Duplicate content refers to content that appears online in more than one place. By “place,” we mean a page with a unique URL. It can be exactly the same content or almost exactly the same, and it can be on the same website or on another site.
You may not get penalized — technically — by Google for duplicate content, but it can hurt your search engine ranking. That’s because it’s hard for search engines to figure out which location of the content is the most relevant. As a result, none of the URLs end up ranking highly, and no single page gets the highest possible search visibility.
Google is supposed to be able to detect duplicate content, group all of the URLs into one cluster, and then choose the best result. But this doesn’t always work correctly, and the wrong URL may be chosen. Ultimately, website owners may notice lower rankings or reduced traffic due to duplicate content. Luckily, there are ways to prevent this sort of thing from happening to your sites.
Why Duplicate Content Is a Problem
Duplicate content impacts search engines and site owners in a number of ways:
- Search engines don’t know which URLs to include or not include in indexes.
- Search engines don’t know if link metrics (authority, trust, etc.) should be directed all to one page or to multiple pages.
- It’s unclear which URL to rank in SERPs (search engine results pages), and sometimes the undesirable URL can outrank the legit one.
- Link equity (the authority and value that one page passes to another) is diluted because other sites that want to include a backlink to the content have to choose between the multiple URLs. The link equity is then spread out across the duplicates instead of focusing on just one page.

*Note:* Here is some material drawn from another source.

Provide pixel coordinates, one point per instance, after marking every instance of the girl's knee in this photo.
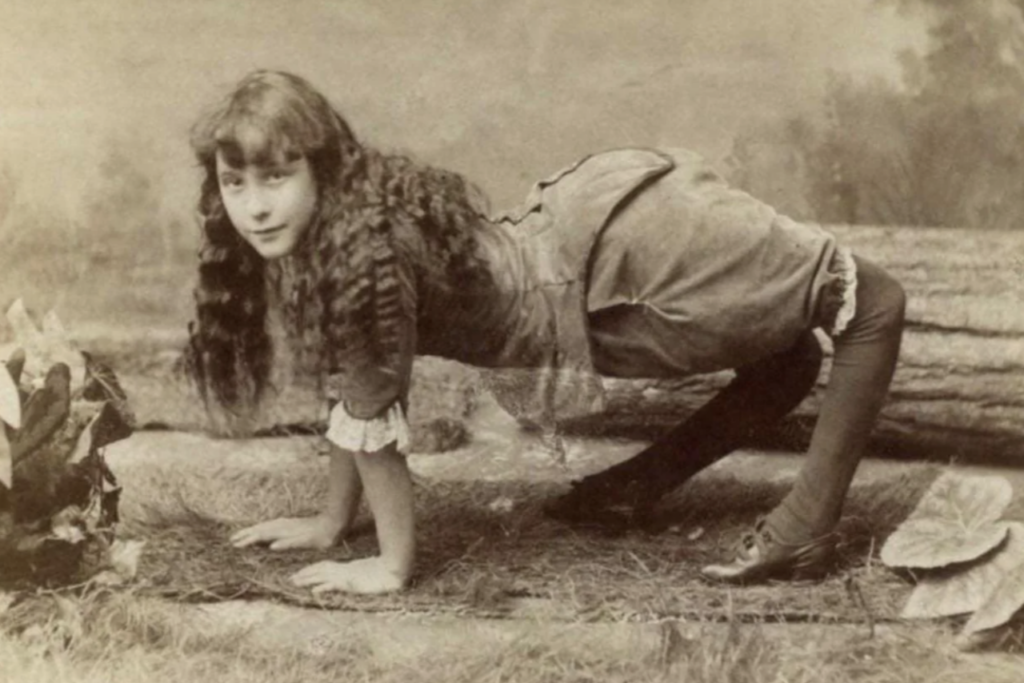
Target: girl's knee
(892, 304)
(882, 297)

Even with URLs that all direct to your website, if one has link attributes that make it look unfriendly to users, and Google ranks that version of the URL instead of the original, people may not want to click it. For example, yoursite.com/besttrails looks a lot more inviting than yoursite.com/besttrails/?utm_content=buffer&utm_medium=social. But if Google ranks the second one because it thinks that’s the primary version of the duplicate content, people won’t click it because it’s intimidating and untrustworthy-looking.
Also, the crawl “budget” of your website gets used up when you have duplicate content. Google crawls websites to find new content, and Google also re-crawls sites periodically to see if there’s anything new. If you have duplicate content on your site, that means it’ll take more time to thoroughly crawl all of the pages. That can lead to a slower timetable for Google to index and re-index pages and show them in search results.
Google’s Duplicate Content Policy
Duplicate content on a site is not grounds for action on that site unless it appears that the intent of the duplicate content is to be deceptive and manipulate search engine results.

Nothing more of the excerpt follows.